Skin cancer vaccine is in the works
I thought Hugh Jackman was my favorite Australian import, but after hearing that Australian scientist Ian Frazer is developing a skin cancer vaccine, Hugh might come in second. It turns out Frazer is the same person who developed the human papillomavirus vaccine, which is administered under the name Gardasil in the United States. Interestingly, Gardasil and the potential skin cancer vaccine have many points in common.
For one thing, the same virus that causes cervical cancer and genital warts — papillomavirus — leads to squamous cell skin cancer. Squamous cells, if left untreated, lead to deadly meloanoma. Another similarity is this: Like Gardasil, which doesn’t protect against all strains of HPV, the skin cancer vaccine won’t guard against all types of skin cancers. Melanoma, unfortunately, will not be averted by the vaccine.
The vaccine might not be perfect, but it’s still an enormous step in the right direction for the health industry. Those who are susceptible to skin cancer, such as people with Skin Type I or who have a family history of skin cancer, will have added protection. Skin cancer runs in both sides of my family. My dad is constantly getting skin cancers burned off or cut out, and my grandmother is a melanoma survivor. I would be first in line for such a vaccine.

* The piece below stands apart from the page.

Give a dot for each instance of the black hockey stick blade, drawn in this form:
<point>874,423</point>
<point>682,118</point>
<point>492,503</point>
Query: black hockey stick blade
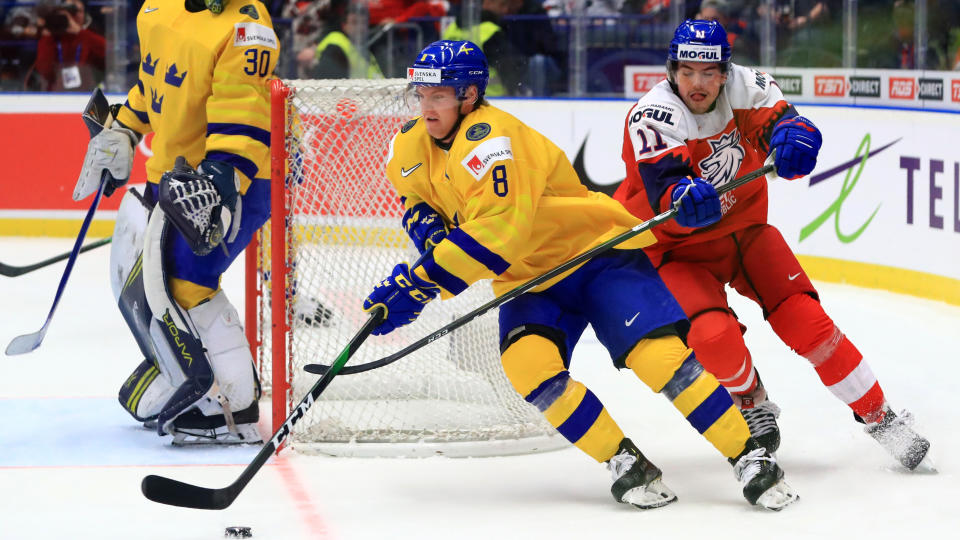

Everyone, however, would still need to take proper precautions when it comes to the sun. Just because a vaccine exists doesn’t mean we should all bake in tanning beds without fear of skin damage. Sorry, guys, but suncreen and protective clothing are still musts. On the bright side (or not so bright, depending on how you look at it), the vaccine could be out in as few as five years! Until then, I’ll keep you updated.